Science & Environment

Smallest frog in Asia discovered in Borneo

Microhyla nepenthicola, a new species of frog discovered in Borneo
Adult male Microhyla nepenthicola grow to approximately one centimetre in length

Researchers on an expedition in Borneo have found a new and very tiny species of frog.

Male adults of the new species, named Microhyla nepenthicola, grow to approximately one centimetre in length.

The researchers first discovered the diminutive red and orange amphibian on an expedition to Kubah National Park in 2004.

They have now described the discovery in the journal Zootaxa.

The team found the frog when it emerged from a small pitcher plant, Nepenthes ampullaria, in which it lives.

The plant lives off decomposing organic matter that collects in its deep pitcher-shaped cavity.
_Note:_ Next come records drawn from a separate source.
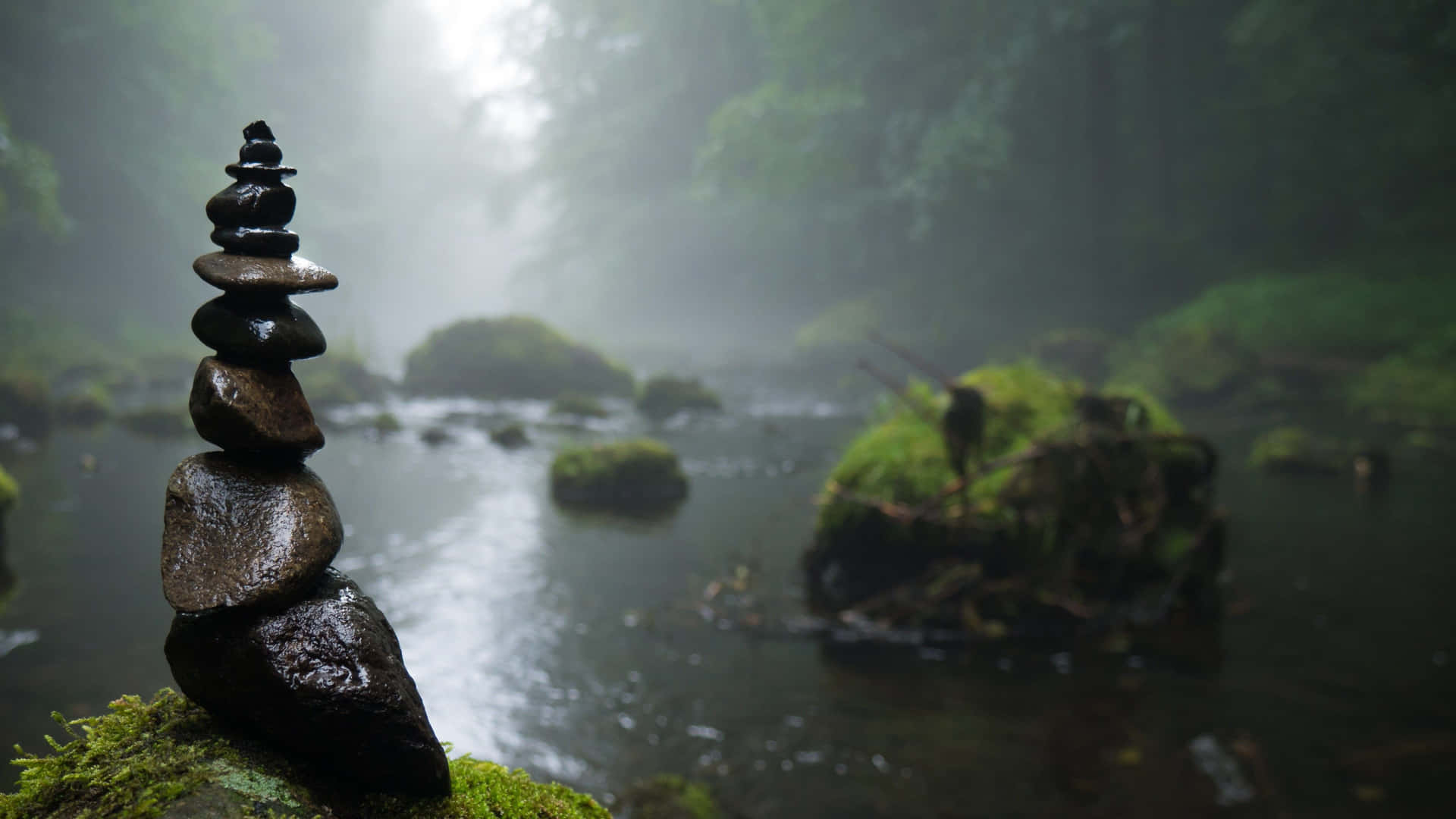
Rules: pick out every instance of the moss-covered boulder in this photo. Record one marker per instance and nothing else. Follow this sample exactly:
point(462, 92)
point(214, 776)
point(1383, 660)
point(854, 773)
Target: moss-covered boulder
point(1298, 450)
point(85, 407)
point(168, 758)
point(1076, 506)
point(579, 404)
point(510, 357)
point(669, 796)
point(510, 436)
point(9, 491)
point(25, 401)
point(667, 395)
point(631, 475)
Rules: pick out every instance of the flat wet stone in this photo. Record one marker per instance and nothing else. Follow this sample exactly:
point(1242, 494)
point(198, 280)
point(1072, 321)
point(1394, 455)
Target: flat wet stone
point(242, 532)
point(253, 409)
point(256, 241)
point(262, 275)
point(322, 678)
point(268, 328)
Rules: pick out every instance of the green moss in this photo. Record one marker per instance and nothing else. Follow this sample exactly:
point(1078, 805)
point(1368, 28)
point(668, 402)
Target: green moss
point(338, 378)
point(1293, 449)
point(623, 474)
point(9, 490)
point(159, 422)
point(669, 796)
point(510, 357)
point(666, 395)
point(147, 758)
point(85, 407)
point(579, 404)
point(1416, 387)
point(510, 436)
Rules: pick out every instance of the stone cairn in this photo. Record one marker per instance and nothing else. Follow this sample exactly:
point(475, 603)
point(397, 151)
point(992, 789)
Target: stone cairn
point(268, 637)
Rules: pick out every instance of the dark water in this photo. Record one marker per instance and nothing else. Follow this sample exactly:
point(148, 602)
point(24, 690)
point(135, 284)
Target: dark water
point(566, 646)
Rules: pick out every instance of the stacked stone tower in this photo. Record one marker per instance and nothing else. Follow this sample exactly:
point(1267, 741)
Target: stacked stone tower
point(268, 637)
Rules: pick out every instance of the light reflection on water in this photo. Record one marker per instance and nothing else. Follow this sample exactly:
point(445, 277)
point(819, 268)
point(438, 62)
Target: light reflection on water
point(538, 637)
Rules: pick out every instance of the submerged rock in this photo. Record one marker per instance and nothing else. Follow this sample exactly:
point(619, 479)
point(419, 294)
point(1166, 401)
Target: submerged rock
point(324, 678)
point(172, 760)
point(629, 475)
point(253, 409)
point(510, 357)
point(243, 532)
point(667, 395)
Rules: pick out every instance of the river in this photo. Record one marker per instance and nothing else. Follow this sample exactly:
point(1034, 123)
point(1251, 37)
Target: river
point(566, 645)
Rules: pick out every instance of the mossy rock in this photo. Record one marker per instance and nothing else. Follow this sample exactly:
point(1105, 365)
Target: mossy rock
point(25, 401)
point(159, 422)
point(1416, 387)
point(85, 407)
point(669, 796)
point(579, 404)
point(510, 357)
point(629, 475)
point(892, 525)
point(166, 758)
point(510, 436)
point(663, 397)
point(9, 491)
point(340, 378)
point(1296, 450)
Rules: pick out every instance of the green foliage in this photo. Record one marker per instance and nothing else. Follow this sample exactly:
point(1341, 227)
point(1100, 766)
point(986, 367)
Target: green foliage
point(145, 757)
point(510, 357)
point(666, 395)
point(1294, 449)
point(579, 404)
point(9, 491)
point(1416, 387)
point(626, 474)
point(669, 796)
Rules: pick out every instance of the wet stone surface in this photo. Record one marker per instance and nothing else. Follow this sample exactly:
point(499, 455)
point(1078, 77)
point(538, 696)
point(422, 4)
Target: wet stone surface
point(322, 678)
point(253, 409)
point(262, 275)
point(265, 328)
point(240, 532)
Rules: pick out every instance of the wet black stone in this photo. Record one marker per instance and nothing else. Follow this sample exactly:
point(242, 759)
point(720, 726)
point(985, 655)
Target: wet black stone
point(256, 241)
point(322, 678)
point(268, 328)
point(240, 532)
point(253, 205)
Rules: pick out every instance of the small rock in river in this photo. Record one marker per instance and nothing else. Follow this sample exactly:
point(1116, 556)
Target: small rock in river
point(324, 678)
point(239, 532)
point(253, 409)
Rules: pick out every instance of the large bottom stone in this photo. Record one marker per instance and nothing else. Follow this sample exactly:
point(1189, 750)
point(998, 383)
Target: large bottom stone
point(324, 679)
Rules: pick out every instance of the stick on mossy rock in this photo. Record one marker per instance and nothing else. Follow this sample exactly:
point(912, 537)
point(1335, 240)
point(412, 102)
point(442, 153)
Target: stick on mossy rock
point(1078, 509)
point(171, 760)
point(510, 357)
point(667, 395)
point(631, 475)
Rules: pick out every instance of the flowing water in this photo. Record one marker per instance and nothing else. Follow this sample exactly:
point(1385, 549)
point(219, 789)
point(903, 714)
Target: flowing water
point(566, 645)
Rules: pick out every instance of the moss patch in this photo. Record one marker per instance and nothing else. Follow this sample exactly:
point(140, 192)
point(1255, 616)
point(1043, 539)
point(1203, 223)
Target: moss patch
point(632, 474)
point(579, 404)
point(1087, 494)
point(1294, 449)
point(669, 796)
point(666, 395)
point(510, 357)
point(166, 758)
point(9, 490)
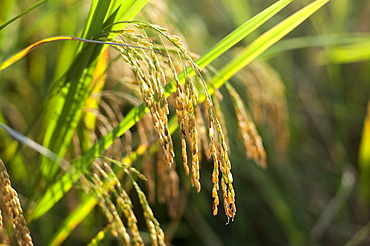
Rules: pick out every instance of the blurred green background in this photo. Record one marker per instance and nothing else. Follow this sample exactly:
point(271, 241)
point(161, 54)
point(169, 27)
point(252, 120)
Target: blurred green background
point(308, 96)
The little frog uses this as a habitat.

It lays its eggs there and when the tadpoles hatch, they live in the gathered organic goo until they mature.

Apart from its size, the amphibian has some unique features that set it apart from other species.

The scientists believe that its miniaturisation and "reduced webbing" may be the result of it having to navigate the slippery zone of the pitcher plants on which it depends.

Scientists Indraneil Das from Universiti Malaysia Sarawak, and Alexander Haas from the University of Hamburg in Germany, discovered and described the species, which they named after the plant.